Neil Mason is the commissioning editor at Electronic Sound Magazine (electronicsound.co.uk) and approached me about shooting an electronic musician they were featuring called Karin Park. He’s been watching my street work on my Flickr and blog for a while and encouraged me that he wanted me to do a similar style of thing for the feature.
I went to Olso in Hackney with the writer Danny Turner in the afternoon for the soundcheck and met the band which consisted on Karin Park, her brother David on the drums and bass and Juno on the keyboards. I started off by shooting Karin in her dressing room applying some makeup and chatted briefly to her about her music, I find this kind of interaction hard as it’s quite intimidating and the whole patter of a portrait photographer something I’m not used to but as a former model she was an excellent subject, knowing just what to do to give some great close up shots of her in a mirror.
The sound check was a great place to get all sorts of shots, with the band being completely happy to have me move around them on stage and shoot completely unhindered from all sorts of different angles, they also had a YouTube music channel there shooting some film for a feature which meant that they did full run throughs of a couple of tracks with full lighting. It gave me one of my best shots where Karin was sat on a stool and the lighting guys bathing her in wonderful blue and purple light.
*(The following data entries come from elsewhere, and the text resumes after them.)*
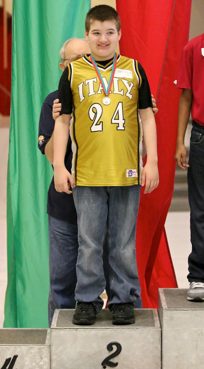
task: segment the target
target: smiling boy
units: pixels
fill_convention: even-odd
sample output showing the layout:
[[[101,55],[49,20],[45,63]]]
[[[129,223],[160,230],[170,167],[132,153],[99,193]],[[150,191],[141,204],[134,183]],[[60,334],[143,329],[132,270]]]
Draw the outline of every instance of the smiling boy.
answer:
[[[55,188],[70,193],[69,181],[78,219],[78,302],[73,322],[93,324],[102,308],[99,296],[106,282],[102,245],[107,230],[108,307],[113,324],[132,324],[140,294],[135,252],[140,186],[150,193],[159,182],[151,97],[141,65],[115,53],[121,36],[116,11],[106,5],[92,8],[85,27],[91,54],[70,64],[63,73],[59,88],[61,115],[54,137]],[[71,175],[64,163],[70,126]],[[144,169],[143,131],[147,152]]]

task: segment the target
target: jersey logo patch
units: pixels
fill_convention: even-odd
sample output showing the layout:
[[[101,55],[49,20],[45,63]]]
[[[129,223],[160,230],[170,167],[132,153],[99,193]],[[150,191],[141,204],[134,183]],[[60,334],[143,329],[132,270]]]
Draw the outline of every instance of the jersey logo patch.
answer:
[[[38,143],[41,146],[42,145],[42,142],[44,141],[44,136],[39,136],[38,137]]]
[[[126,177],[137,177],[137,173],[136,169],[127,169],[126,171]]]
[[[126,78],[132,79],[133,73],[131,70],[129,70],[128,69],[120,69],[116,68],[114,77],[125,77]]]

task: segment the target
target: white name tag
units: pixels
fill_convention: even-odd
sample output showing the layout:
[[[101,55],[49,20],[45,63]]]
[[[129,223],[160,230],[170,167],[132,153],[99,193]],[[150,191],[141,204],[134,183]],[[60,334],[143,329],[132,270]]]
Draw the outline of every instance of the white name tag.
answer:
[[[137,173],[136,169],[127,169],[126,171],[126,177],[137,177]]]
[[[131,70],[128,69],[120,69],[116,68],[115,71],[114,77],[126,77],[126,78],[133,78]]]

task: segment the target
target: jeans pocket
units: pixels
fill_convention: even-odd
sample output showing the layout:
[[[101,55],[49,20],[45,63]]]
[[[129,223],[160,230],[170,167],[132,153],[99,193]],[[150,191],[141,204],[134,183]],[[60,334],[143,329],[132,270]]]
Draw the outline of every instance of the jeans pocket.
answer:
[[[199,144],[203,141],[204,137],[204,131],[193,127],[190,138],[191,144]]]

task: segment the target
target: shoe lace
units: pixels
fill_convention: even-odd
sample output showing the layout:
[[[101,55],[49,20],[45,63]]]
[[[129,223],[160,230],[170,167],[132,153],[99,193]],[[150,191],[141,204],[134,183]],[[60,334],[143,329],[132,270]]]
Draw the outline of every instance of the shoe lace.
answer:
[[[127,309],[128,307],[127,304],[116,304],[113,308],[113,310],[115,311],[125,311]]]
[[[203,282],[193,282],[192,288],[204,288],[204,283]]]
[[[91,305],[91,303],[88,304],[87,302],[81,303],[78,308],[80,311],[88,311],[92,308]]]

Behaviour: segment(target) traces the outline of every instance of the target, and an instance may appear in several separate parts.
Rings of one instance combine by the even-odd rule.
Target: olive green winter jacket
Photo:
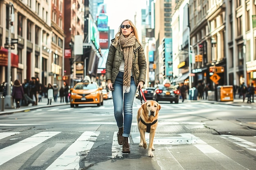
[[[120,45],[115,47],[110,45],[106,62],[106,81],[111,80],[114,84],[121,61],[124,58],[124,54]],[[132,71],[134,78],[135,84],[138,85],[139,82],[142,81],[145,84],[147,63],[142,46],[136,41],[133,46],[133,56],[132,57]]]

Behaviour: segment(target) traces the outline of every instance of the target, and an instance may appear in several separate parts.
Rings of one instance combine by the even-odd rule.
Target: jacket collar
[[[111,41],[113,42],[114,41],[114,39],[115,39],[111,40]],[[140,45],[139,45],[138,41],[136,41],[136,42],[135,43],[135,44],[134,44],[134,46],[133,46],[133,51],[135,51],[137,50],[140,47],[141,47]],[[121,46],[120,45],[120,44],[117,46],[115,47],[115,48],[116,48],[117,50],[119,51],[119,52],[122,53],[123,53],[123,51],[121,50]]]

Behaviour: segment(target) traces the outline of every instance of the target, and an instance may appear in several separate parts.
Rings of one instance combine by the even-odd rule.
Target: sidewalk
[[[245,98],[245,102],[243,102],[243,98],[239,98],[238,95],[236,96],[236,98],[234,99],[233,101],[229,102],[218,102],[215,100],[208,100],[200,99],[197,100],[185,100],[183,104],[186,104],[186,102],[209,102],[213,104],[221,104],[221,105],[230,105],[235,106],[245,106],[247,107],[252,107],[256,108],[256,98],[254,97],[254,103],[247,103],[247,98]],[[61,102],[61,99],[58,98],[57,102],[54,102],[53,99],[52,100],[52,105],[47,105],[47,99],[46,98],[43,98],[42,101],[38,102],[37,106],[32,106],[32,104],[30,104],[27,106],[21,106],[20,109],[6,109],[5,108],[3,111],[0,111],[0,115],[4,114],[10,114],[15,112],[20,111],[24,111],[27,110],[40,108],[42,107],[51,107],[52,106],[60,106],[63,105],[69,105],[70,103],[66,103],[65,102]],[[180,101],[181,102],[181,101]],[[182,103],[180,102],[180,103]],[[15,106],[15,104],[14,104]]]
[[[9,114],[15,112],[20,111],[23,111],[27,110],[34,109],[42,107],[51,107],[52,106],[60,106],[63,105],[69,105],[70,103],[66,103],[66,102],[61,102],[61,98],[58,98],[57,102],[55,102],[53,99],[52,99],[52,105],[47,105],[47,102],[48,99],[44,97],[42,98],[42,101],[38,102],[38,105],[36,106],[32,106],[31,104],[30,104],[27,106],[21,106],[19,109],[16,109],[15,108],[12,109],[5,108],[3,111],[0,111],[0,115],[3,114]],[[65,99],[64,99],[65,100]],[[16,106],[15,102],[13,103],[14,107]]]

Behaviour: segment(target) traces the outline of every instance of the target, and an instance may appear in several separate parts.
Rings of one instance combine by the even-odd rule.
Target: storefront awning
[[[19,63],[19,57],[17,54],[11,53],[11,66],[18,68]],[[0,66],[8,66],[8,50],[0,47]]]
[[[189,73],[186,73],[182,74],[182,76],[178,77],[175,80],[175,82],[176,84],[180,83],[184,83],[184,80],[189,77]]]

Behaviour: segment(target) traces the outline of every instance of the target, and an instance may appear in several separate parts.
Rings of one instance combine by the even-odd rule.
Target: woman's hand
[[[140,81],[139,82],[139,84],[138,84],[138,88],[139,88],[141,89],[142,87],[143,87],[143,84],[144,84],[144,83],[143,83],[143,82],[142,81]]]
[[[108,83],[108,88],[110,90],[112,90],[113,89],[113,85],[112,83]]]

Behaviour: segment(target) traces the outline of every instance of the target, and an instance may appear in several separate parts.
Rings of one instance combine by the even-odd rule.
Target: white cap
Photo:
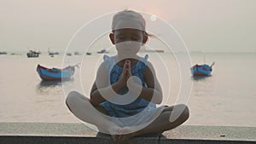
[[[112,30],[132,28],[145,31],[146,22],[139,13],[132,10],[124,10],[113,17]]]

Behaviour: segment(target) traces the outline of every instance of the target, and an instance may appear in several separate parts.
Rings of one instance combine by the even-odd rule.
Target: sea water
[[[179,89],[182,66],[174,54],[159,53],[162,65],[155,62],[159,57],[148,55],[164,91],[161,105],[177,104],[179,91],[189,90]],[[191,53],[190,57],[191,66],[213,61],[215,65],[211,77],[183,78],[193,84],[188,101],[183,101],[190,110],[185,124],[256,126],[256,54]],[[0,61],[0,122],[80,123],[66,107],[65,96],[78,90],[89,97],[102,54],[54,57],[42,54],[38,58],[2,55]],[[62,84],[43,82],[36,72],[38,64],[61,68],[78,62],[80,66],[73,78]]]

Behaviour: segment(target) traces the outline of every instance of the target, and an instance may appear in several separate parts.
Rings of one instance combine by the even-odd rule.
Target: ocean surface
[[[189,90],[179,89],[182,63],[171,53],[148,55],[164,91],[161,105],[176,104],[179,90]],[[190,110],[185,124],[255,127],[256,53],[191,53],[190,56],[191,66],[213,61],[215,65],[211,77],[183,78],[193,83],[184,101]],[[160,57],[161,63],[155,62]],[[62,84],[41,81],[38,64],[61,68],[63,61],[63,66],[79,63],[73,79]],[[66,56],[61,53],[50,57],[43,53],[38,58],[27,58],[25,53],[0,55],[0,122],[81,123],[66,107],[65,95],[78,90],[88,96],[101,61],[100,54]]]

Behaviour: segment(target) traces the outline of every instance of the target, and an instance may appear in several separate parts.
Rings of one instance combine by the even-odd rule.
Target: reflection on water
[[[55,87],[58,85],[62,85],[61,81],[41,81],[38,85],[38,89],[42,89],[44,87]]]

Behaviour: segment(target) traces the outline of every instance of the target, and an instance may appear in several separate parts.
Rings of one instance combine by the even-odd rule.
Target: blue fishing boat
[[[28,53],[26,53],[26,56],[28,58],[38,57],[40,54],[41,54],[40,52],[36,52],[36,51],[33,51],[33,50],[30,50]]]
[[[67,66],[63,69],[59,68],[47,68],[38,65],[37,72],[44,81],[61,81],[68,80],[74,73],[75,66]]]
[[[190,70],[193,76],[211,76],[211,72],[212,71],[212,66],[215,64],[213,62],[211,66],[204,64],[204,65],[195,65]]]

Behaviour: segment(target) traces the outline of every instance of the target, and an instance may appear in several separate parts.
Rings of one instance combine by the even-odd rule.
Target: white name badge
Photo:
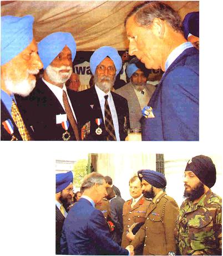
[[[66,114],[60,114],[56,115],[56,122],[57,124],[61,124],[62,122],[65,122],[67,120]]]

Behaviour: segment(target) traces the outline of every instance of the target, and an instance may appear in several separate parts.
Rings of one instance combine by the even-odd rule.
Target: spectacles
[[[116,68],[115,67],[109,66],[105,67],[103,65],[98,66],[97,70],[99,74],[103,74],[105,72],[105,70],[108,70],[108,73],[110,75],[114,75],[116,73]]]

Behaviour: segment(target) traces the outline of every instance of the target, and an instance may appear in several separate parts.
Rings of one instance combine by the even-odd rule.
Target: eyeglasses
[[[98,66],[97,70],[99,74],[104,74],[105,70],[108,70],[108,73],[110,75],[114,75],[116,73],[116,69],[115,67],[109,66],[105,67],[103,65]]]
After the soundcheck was finished we shot quite a few backstage shots in their dressing room and in a small bar area. I found a spot behind the bar which had great lighting and took portraits of David and Juno, testing out a few different settings and getting ready to shoot Karin for what I felt would be a great intimate portrait of an artist just before she went on stage.
When Karin was ready I asked her if I could get a few shots of her and while she was quite busy and clearly nervous she agreed. She said she didn’t have much time but because I had already shot David and Juno there I was all set up and after only ten shots I said ok; which surprised her. ‘That’s the fastest photo shoot I’ve ever had!’ but she was pleased with the shots I had got of her and so was I.
The show itself was full of a really enthusiastic audience and I took quite a few shots from in front of the stage. This was the most challenging aspect of the day as getting a great shot of her live with people all around you proves hard. It really goes to show that getting a really fantastic live shot is a lot harder than you would imagine. The lights are moving and changing, Karin was very energetic in her performance and this made it hard for my Nikon and Sony to freeze her in the action. I never use flash and obviously this is not desirable to the artist while they are in full flow so shooting at f1.8 on quite a slow shutter speed makes this challenging and tricky.
I moved to the sound and lighting booth for some wider shots which encompassed the whole stage and audience and while this made of a couple of interesting shots I can see now why most photographers don’t do this, the intimacy is lost and the shots look a lot less exciting from this far back.
The performance was fantastic and the new album ‘Apocalypse Pop’ sounded superb live, if you ever get a chance to see her live I would highly recommend it. Make sure you check out the article in Electronic Sound Magazine and I look forward to my next assignment!